Sean Mollitt says it’s hard to get the images of a major building fire that claimed the lives of at least two people Friday out of his head.
Sleeping in his bedroom across from the three-storey, 100-year-old building on Notre-Dame Street in Old Montreal, Mollitt says he was awoken by what he thought was kids breaking windows.
Then he caught something far worse.
“All of a sudden, I hear a woman scream repeatedly, and it sounded absolutely horrible,” he said.
Mollitt went up to his roof to see a woman standing on the fire escape of the building directly across from him.
“I could see her arms waving and [hear] her screaming and it was pretty horrific,” he said. “And then the whole building sort of got engulfed with black smoke and I couldn’t see anything anymore.”
He doesn’t know what happened to the woman.

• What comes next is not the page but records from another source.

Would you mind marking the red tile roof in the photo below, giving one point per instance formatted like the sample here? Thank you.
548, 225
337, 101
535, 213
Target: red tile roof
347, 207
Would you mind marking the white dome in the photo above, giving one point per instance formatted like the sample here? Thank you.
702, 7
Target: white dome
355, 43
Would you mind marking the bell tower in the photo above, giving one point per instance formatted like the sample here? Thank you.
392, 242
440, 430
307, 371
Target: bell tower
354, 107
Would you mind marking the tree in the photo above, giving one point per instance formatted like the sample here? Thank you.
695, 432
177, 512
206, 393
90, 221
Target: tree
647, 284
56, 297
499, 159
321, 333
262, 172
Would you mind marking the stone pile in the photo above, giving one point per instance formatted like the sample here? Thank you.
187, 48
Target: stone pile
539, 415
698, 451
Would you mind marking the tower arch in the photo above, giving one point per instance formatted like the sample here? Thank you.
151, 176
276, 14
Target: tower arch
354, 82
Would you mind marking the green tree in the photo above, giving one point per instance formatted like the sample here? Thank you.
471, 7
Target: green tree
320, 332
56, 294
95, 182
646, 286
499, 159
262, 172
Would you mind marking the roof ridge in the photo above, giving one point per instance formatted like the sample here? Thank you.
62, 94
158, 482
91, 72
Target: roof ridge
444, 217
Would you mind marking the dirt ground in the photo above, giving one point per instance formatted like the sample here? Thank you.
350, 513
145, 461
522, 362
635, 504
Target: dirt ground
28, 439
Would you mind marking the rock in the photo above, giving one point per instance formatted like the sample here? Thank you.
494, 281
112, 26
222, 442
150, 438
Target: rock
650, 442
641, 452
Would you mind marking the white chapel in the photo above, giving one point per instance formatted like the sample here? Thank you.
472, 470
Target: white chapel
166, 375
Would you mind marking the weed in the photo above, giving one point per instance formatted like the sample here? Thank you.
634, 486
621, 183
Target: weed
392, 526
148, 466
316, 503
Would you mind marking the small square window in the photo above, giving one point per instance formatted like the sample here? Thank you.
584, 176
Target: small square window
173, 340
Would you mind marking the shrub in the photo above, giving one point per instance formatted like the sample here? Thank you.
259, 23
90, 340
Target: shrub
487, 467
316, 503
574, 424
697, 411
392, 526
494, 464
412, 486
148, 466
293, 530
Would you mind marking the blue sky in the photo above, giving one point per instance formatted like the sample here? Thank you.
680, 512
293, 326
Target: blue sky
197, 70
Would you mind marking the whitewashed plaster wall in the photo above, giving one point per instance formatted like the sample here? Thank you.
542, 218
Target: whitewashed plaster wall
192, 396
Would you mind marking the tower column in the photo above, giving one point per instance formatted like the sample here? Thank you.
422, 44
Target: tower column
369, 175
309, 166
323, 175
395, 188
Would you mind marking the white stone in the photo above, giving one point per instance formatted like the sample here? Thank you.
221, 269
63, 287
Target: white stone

Moments later, large flames would overwhelm the building, which housed a restaurant on the main floor and a hostel above, and trigger a five-alarm fire response.
“About an hour later, I was literally sitting on my roof and I watched half the building collapse,” Mollitt said.
Radio-Canada sources say the two victims killed in the fire were a mother and her seven-year-old daughter, who were French nationals.
At a news conference Saturday afternoon near the scene of the fire, Quebec Public Security Minister François Bonnardel told reporters that everyone considered missing from the building at the time of the fire has been found.
“There is no one else that was found besides those two people,” said Bonnardel.
Montreal police and fire officials will be providing an update on the investigation at 3:30 p.m.
Masked person seen breaking into building
The fire broke out on the main floor of the building around 2 a.m. Friday and the flames quickly spread to the second and third floors.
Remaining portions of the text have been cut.